Robi K, Viktor Ivančić’s creation and the most famous nine-year-old in our region, tries to understand the world and himself within it, in circumstances that are utterly incomprehensible even to mature and formed adults—let alone to someone just stepping into life.
His age makes him an ideal litmus test for reading all the deviations of society. And society is: the school (a system directly linked to the state apparatus, steering new generations where the state wants them to go); the family (on whose head the system has collapsed, and which, in its dysfunctional functionality, does everything to make Robi realize he lives in an incomprehensible time); Dida from Šolta, who lives by a different value system inherited from another era, offering Robi an alternative path toward the past—but not toward the future.
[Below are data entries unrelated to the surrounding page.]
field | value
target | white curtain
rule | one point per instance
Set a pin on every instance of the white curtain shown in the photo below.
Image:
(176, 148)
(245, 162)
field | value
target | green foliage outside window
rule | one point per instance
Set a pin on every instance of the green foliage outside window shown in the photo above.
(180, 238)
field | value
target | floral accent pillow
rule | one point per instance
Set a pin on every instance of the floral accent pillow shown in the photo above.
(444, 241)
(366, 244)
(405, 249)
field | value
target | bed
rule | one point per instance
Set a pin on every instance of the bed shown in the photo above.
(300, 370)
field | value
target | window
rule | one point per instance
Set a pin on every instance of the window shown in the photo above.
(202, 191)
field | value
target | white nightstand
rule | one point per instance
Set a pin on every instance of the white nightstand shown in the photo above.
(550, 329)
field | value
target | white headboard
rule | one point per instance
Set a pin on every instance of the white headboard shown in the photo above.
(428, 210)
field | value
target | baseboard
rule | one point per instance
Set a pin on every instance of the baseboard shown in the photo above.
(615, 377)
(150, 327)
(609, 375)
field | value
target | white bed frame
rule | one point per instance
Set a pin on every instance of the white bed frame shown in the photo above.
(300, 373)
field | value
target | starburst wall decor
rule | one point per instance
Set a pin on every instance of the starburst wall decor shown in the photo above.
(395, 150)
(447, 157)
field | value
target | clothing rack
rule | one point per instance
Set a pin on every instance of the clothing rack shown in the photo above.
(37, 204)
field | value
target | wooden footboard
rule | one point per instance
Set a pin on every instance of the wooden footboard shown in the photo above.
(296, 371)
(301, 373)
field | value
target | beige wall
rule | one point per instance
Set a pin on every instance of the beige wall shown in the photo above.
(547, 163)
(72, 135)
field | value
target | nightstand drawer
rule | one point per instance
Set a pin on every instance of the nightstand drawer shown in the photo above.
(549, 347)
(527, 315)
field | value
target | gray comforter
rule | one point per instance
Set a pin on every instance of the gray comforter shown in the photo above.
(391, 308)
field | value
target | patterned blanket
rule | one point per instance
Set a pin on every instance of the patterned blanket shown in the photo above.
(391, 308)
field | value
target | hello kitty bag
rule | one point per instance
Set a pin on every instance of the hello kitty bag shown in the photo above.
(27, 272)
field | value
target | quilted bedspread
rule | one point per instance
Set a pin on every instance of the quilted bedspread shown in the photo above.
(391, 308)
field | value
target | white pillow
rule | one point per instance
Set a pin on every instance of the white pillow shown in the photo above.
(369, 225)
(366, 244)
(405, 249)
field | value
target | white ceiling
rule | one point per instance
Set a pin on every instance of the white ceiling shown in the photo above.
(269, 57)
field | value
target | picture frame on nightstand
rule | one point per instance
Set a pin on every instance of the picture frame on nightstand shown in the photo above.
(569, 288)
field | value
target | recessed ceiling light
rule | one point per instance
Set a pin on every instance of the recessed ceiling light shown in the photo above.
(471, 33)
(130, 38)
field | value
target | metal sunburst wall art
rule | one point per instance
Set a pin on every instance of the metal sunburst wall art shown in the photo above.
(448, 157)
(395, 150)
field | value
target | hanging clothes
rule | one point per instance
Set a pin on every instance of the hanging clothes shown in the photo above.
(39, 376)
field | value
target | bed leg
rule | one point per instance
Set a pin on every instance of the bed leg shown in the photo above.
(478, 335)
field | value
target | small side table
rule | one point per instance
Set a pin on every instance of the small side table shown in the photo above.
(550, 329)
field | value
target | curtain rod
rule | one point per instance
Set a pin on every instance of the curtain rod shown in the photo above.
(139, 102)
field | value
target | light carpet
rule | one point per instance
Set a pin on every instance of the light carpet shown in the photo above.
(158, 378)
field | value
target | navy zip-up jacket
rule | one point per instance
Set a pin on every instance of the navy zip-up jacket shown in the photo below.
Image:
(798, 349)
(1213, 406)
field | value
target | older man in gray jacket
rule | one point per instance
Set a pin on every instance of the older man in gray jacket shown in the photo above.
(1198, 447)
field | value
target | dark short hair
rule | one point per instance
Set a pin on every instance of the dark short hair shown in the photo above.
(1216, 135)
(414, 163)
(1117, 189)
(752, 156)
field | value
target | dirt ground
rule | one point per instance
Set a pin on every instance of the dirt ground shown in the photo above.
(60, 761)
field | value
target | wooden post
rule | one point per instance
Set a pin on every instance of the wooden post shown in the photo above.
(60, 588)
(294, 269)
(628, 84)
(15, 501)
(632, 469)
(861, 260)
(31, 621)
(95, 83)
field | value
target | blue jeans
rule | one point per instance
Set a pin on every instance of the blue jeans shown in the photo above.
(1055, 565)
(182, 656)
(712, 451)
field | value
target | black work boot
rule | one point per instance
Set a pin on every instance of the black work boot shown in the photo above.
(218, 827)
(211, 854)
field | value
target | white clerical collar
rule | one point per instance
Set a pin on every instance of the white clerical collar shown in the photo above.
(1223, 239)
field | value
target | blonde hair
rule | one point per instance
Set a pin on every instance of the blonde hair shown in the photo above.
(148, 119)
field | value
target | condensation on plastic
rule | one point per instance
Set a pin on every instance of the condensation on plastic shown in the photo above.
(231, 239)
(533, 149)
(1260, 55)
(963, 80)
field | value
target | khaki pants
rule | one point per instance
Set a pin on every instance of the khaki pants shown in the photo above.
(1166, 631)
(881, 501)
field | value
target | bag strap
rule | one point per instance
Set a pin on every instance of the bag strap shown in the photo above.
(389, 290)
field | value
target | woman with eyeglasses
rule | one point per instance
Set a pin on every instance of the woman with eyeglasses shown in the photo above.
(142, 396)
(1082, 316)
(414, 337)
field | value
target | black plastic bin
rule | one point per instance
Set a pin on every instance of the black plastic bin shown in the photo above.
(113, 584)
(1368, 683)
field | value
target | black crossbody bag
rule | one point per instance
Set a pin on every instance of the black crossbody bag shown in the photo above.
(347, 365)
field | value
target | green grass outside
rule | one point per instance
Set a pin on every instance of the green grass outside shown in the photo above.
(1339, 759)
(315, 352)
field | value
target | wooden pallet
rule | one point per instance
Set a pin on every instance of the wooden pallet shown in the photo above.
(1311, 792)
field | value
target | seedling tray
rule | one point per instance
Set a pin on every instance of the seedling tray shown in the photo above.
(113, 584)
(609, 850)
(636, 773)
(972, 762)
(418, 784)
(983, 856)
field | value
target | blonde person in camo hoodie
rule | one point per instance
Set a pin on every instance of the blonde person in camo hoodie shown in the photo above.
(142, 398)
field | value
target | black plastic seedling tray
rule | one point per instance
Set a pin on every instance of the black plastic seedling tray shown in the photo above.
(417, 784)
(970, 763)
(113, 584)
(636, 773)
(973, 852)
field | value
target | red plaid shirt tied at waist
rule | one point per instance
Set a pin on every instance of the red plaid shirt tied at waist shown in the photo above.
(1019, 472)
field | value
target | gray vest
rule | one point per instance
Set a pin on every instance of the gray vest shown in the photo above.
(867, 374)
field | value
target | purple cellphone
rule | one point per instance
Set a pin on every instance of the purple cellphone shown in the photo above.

Society is also the street, Robi’s crew—equally confused by the world they must step into, and handicapped by the absurdity that nothing is what it is, nor as it presents itself. Society is also love—not the grand discovery of early puberty, but something with its own rules, ethnic, social, and other principles that make it far more complicated than it should be.
Robi K, then, lives his anxious childhood in a constant knot of feeling guilty for something—a knot that follows him into his dreams. There it multiplies to unimaginable proportions, before returning to reality—more absurd than Monty Python sketches.
Robi will do everything to prove he is loyal, worthy, and a “real boy in the right place.” But in trying, he falls from one absurd situation into another, exposing the meaninglessness, absurdity, and hypocrisy that shape his world. Let us be his companions on that journey—we, the aged nine-year-olds who once imagined the world as better and fairer than the one we are forced to live in now.